Now, I’m not at all trying to say that coke and heroin aren’t a big deal. They can destroy people; I’ve seen it happen. But I’ve seen all of that happen under drug prohibition. The laws don’t stop it; they only make life a lot more difficult for the addict. Addicts don’t quit because of the law; they quit because they have to, because they’ve become slaves to powder. Legalized, such drugs would at least come under quality control standards, so you wouldn’t have kids dying on the spot because they bought a bag of pure fentanyl, for instance. By the same token, I never refused to do a drug because it wasn’t legal; I refused because it was stupid. Legal or not, I will never be a heroin addict. If it became legal tomorrow, I would not run out and buy some, because hey, guess what? It’s a terrible habit that devastates people. That’s why most people will never try it, legal or not.

Still, many seem to think that drug legalization would lead to a rise in drug use. Well, we have a real-life example of what happens in Portugal, where possession of all drugs was decriminalized in 2001. So what happened? Drug use decreased. Associated crime rates either decreased or were unaffected. Some have claimed that the decrease in drug use was contributable to other factors, but it seems clear that drug laws and their enforcement have either a negative effect or no effect at all on drug use. Even the most balanced analysis of the Portugal statistics I could find had to conclude that “There is essentially no relationship between the punitiveness of a country’s drug laws and its rates of drug use. Instead, drug use tends to rise and fall in line with broader cultural, social or economic trends.” So, in reality, we’re arresting all of these non-violent offenders (1.5 million in 2013) and spending all of this money (from 40 to over 50 billion annually) for less than nothing. Fifty-seven percent of the people we incarcerate for drugs are black or Latino, despite the fact that whites use and sell drugs at similar rates. Unless the drug war’s true purpose is to clear the streets of “undesirables,” it’s clear that it’s a tragic failure. 

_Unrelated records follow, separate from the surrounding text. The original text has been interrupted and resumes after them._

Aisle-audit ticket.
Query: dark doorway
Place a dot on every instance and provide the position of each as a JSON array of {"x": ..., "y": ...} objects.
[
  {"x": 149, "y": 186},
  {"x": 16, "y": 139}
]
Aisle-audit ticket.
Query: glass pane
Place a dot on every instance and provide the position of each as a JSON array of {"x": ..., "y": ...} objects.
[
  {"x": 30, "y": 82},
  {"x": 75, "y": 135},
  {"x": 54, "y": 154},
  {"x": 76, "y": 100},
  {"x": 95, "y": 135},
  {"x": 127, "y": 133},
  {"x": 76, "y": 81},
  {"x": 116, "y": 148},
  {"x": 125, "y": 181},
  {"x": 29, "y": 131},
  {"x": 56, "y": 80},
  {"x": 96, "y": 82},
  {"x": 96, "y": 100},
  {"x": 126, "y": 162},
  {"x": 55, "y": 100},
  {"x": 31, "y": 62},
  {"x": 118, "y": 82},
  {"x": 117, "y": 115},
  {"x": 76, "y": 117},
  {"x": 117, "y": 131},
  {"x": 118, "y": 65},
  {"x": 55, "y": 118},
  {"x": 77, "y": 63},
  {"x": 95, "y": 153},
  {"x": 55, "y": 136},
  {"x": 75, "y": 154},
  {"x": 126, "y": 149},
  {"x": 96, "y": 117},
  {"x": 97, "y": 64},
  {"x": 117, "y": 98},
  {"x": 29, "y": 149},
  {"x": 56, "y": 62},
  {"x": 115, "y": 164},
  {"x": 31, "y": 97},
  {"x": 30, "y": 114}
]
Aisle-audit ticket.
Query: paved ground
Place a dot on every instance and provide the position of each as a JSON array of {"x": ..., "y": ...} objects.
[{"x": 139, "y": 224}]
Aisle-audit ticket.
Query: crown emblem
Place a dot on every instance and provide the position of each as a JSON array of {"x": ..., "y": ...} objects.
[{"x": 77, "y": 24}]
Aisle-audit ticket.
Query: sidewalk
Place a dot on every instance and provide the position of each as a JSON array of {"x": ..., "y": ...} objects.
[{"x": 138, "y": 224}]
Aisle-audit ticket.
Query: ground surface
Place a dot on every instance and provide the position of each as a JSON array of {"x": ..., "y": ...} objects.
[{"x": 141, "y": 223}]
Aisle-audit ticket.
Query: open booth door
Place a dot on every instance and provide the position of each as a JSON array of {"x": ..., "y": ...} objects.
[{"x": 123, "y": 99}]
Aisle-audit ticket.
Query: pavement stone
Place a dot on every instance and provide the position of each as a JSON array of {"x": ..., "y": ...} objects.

Meanwhile, those in relative financial comfort have an easy, legal path to get high—pharmaceuticals. Anyone with decent insurance can talk their way into prescriptions for opiates, anti-anxietals, amphetamines and all kinds of fun stuff. There are seemingly no taboos regarding age—I know people who were on Xanax or Adderall at age 14. These drugs are highly profitable in part because they are patentable, and because insurance pays for them. 

So why are illegal drugs illegal? Alcohol is involved in 40 percent of violent crimes and, let’s face it, is the real “gateway drug” if ever there was one, but its legality is non-controversial, in part because it’s still illegal for kids—as, of course, any legalized narcotic would be. Now, we all know alcohol destroys people, families, and futures. I’ve seen different forms of addiction but alcoholism is among the worst, certainly in terms of behavior under the drug’s influence. Nobody, for instance, ever beat their wife because they were too high on weed. And yet, alcohol’s legality means huge tax revenues and profits for brewers, distillers, distributors and sellers. Bartenders and their customers are not stigmatized as lowlife criminals, and consequently they are not. 

It would seem that marijuana legalization is on the horizon, almost an inevitability for New York. I certainly hope so. But we shouldn’t hesitate to consider doing the same for other, “harder” drugs. Again, making them illegal doesn’t make them or their users go away. It just makes them criminals. Supply will meet demand. There is no stopping it. What we can do is tax and regulate drugs, thereby starving organized crime, both domestic and international, cutting our prison population, court traffic and related expenses in half. And that’d be a hell of a rush.